Voyant qu'on refuse catégoriquement d'obtempérer, et qu'Alice est en larmes, il soupire puis nous dit tout bas :

- Bon je veux bien vous faire partir d'ici, mais il faut qu'on soit discret et que vous me juriez que vous ne raconterez cette histoire à personne. Dracula va encore me taper sur les doigts mais vous êtes, selon moi, trop jeunes et vous allez garder votre apparence d'adolescentes boutonneuses pour toute l'éternité si on vous transforme maintenant. Eh Lilith, calmes-toi, arrête de pleurer, tu me fais vraiment pitié ! Donc, je disais, vous allez devoir jurer que vous ne parlerez de notre monde à personne.

J'ai l'impression d'enfin pouvoir respirer et j'ai envie de me jeter dans les bras de ma meilleure amie. Par son comportement et ses pleurs elle vient quand même d'obtenir la grâce d'un vampire.

- Je le jure, sanglote-t-elle.
- Non, ce n'est pas aussi simple. Je ne pourrai pas être sûr que vous teniez votre parole.

Nous allons faire un serment de sang. Vous allez me laisser vous mordre le cou, puis vous allez réciter : croix de bois, croix de fer, si je mens je vais en enfer. Si vous trahissez votre engagement, vous serez immédiatement transportées devant les trois portes, et vous serez obligées de prendre celle qui mène aux enfers. Croyez-moi c'est pas cool là-bas !

Je déglutis. Nous faire mordre est le seul moyen d'échapper à ce terrible endroit, mais être croqué par un vampire n'est-il pas censé nous transformer à notre tour? Et si c'était justement une combine pour nous changer quand même en êtres paranormaux ? Je me ressaisis rapidement, car de toute évidence, me poser toutes ces questions ne m'avance à rien.

- Mordez-moi en premier, dis-je d'une voix que je veux assurée. Alice, si tu vois que je suis devenue un vampire, débrouille-toi pour t'évader.

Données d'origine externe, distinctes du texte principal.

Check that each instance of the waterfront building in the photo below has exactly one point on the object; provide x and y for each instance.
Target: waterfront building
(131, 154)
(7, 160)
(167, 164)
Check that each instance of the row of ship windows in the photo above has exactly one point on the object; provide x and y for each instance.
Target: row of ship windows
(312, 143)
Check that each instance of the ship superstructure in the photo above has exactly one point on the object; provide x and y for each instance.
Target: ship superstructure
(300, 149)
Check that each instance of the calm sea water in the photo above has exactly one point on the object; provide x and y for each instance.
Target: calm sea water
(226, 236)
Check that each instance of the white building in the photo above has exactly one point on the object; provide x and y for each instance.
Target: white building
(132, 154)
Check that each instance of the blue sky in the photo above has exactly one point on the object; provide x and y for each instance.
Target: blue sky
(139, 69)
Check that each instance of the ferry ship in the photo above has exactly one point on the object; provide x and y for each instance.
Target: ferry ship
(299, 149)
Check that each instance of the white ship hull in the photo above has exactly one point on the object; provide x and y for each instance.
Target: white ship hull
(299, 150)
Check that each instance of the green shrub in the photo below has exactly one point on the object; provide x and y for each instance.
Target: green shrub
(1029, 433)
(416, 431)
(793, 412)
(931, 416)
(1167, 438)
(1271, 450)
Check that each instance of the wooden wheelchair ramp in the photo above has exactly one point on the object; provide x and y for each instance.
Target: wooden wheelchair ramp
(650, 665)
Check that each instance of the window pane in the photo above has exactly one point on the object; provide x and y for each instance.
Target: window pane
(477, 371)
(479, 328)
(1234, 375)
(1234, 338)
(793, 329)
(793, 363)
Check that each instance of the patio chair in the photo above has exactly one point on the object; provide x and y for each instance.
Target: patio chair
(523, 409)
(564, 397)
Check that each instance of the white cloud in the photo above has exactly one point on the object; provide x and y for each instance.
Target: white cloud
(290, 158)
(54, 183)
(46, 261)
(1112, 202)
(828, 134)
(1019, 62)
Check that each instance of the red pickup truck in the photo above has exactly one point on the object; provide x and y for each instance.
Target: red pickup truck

- Ne vous inquiétez pas, je ne vous prendrai pas assez de sang pour vous métamorphoser en vampire, et pas assez non plus pour vous tuer. Dès que vous aurez prononcé le serment, vous serez libres, promet-il. Allons-y. Ah non attendez ! Une dernière petite blague ! Qu'est ce qui fait fuir les vampires quand on leur téléphone ?

Je lève les yeux au ciel, stupéfaite. Malgré le sérieux de la situation, ce vampire trouve quand même l'occasion de faire des blagues.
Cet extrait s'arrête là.